Scott Tibbs



Nature itself has "normalized" mass infection with COVID-19

By Scott Tibbs, March 8, 2024

Four years ago, our nation went through a dark time. The COVID-19 pandemic killed over one million Americans and millions more worldwide. According to the University of Nebraska, more than 77% of Americans "had antibodies from at least one prior infection." Death rates are down, hospitalizations are down, and we have learned to live with the virus the same way we have learned to live with influenza.

Obviously, COVID-19 is still dangerous. That is why it is important for vulnerable people to take steps to protect themselves, and why the rest of us need to take precautions when interacting with vulnerable populations. But some people want the entire population to be in the same lockdown and panic from March 2020. Washington Post reporter Taylor Lorenz posted a lengthy rant on BlueSky about "normalizing mass infection."

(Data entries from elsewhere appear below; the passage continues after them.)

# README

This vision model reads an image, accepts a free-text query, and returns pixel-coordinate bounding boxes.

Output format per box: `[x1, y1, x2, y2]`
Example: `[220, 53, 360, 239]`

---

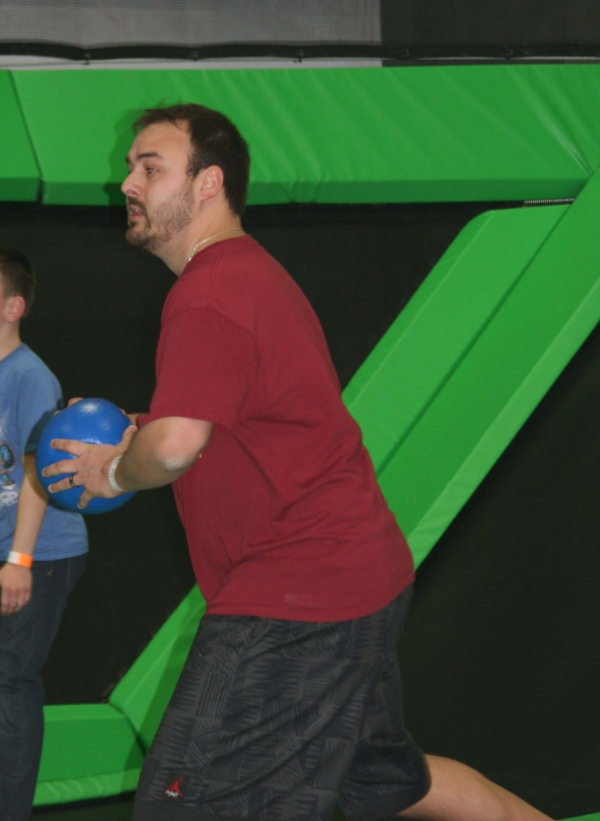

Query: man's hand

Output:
[42, 425, 137, 510]
[0, 563, 32, 616]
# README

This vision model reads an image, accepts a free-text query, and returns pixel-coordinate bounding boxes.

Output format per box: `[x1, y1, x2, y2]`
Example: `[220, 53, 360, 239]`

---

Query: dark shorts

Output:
[134, 590, 429, 821]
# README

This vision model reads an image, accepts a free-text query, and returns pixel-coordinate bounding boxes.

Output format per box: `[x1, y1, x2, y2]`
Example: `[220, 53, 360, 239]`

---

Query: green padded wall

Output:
[7, 65, 600, 205]
[35, 704, 144, 804]
[0, 71, 40, 202]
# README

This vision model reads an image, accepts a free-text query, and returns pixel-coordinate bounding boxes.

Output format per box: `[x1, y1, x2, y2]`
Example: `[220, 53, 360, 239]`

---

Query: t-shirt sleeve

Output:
[140, 308, 257, 428]
[17, 369, 62, 453]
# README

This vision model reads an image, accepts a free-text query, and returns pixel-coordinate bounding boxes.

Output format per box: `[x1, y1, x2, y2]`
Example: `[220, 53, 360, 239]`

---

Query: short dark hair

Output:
[0, 245, 35, 316]
[133, 103, 250, 216]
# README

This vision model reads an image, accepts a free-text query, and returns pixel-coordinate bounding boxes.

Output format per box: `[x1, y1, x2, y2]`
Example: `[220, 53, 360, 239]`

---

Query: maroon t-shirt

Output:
[140, 236, 413, 621]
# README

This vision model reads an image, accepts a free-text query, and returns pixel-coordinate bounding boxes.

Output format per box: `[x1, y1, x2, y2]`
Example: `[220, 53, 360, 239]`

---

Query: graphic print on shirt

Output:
[0, 410, 19, 509]
[0, 442, 19, 507]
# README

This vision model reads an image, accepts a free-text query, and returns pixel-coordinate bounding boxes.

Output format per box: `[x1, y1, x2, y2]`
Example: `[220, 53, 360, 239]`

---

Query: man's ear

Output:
[3, 296, 25, 323]
[194, 165, 225, 200]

Lorenz claims to have a weakened immune system, so it makes sense for her to take extra precautions. But it simply is not true that "no infection" with COVID-19 is ever "safe." I know from personal experience. I was fully vaccinated and boosted when I got COVID-19 in 2022. I felt pretty bad on Saturday and Sunday, and was feeling much better by Monday. Tens of millions of people have had a COVID-19 infection with mild symptoms and resumed normal life with no long-term side effects. (Other than, perhaps, becoming radicalized against Communist China and the United Nations, which covered up the spread of the virus in the crucial early months of the pandemic.)

Lorenz sets up a straw man and knocks it over by shouting at people who (allegedly) claim viruses do not cause harm. (Do such people even exist?) The issue is not that viruses do not cause harm. Obviously that happens, as we saw with the horrifying Ebola outbreak in West Africa in 2014. Bacteria can also cause great harm, as we saw when United Nations "peacekeepers" murdered ten thousand people in Haiti by poisoning a critical water supply with cholera. But not all viruses and not all bacteria are the same, and are certainly not equally lethal.

Despite Lorenz' urging, people who are not especially vulnerable to COVID-19 are not going be wearing an N95 and avoiding crowds forever. That mentality was mostly finished by 2022. Her hysterical claim that people who do not mask up are participating in "eugenics" is both laughable and outrageous. This is exactly the kind of overheated rhetoric and demonization of dissenting opinions that destroyed trust in the medical establishment, the political class and the mainstream media in 2020/2021.

Four years after the COVID-19 pandemic, we need to be able to discuss public health policy reasonably. This means not equating people to Nazis because they do not wear a face covering when they are not sick. We can agree that reasonable precautions are necessary to protect the vulnerable, but not everyone is going to agree with every policy or how each individual should behave. Even the Center for Disease Control under Joe Biden is loosening isolation guidelines for people infected with the novel coronavirus. We all need to be a lot more tolerant of opposing opinions, and a lot less judgmental. We should not allow people like Taylor Lorenz to continue to divide us.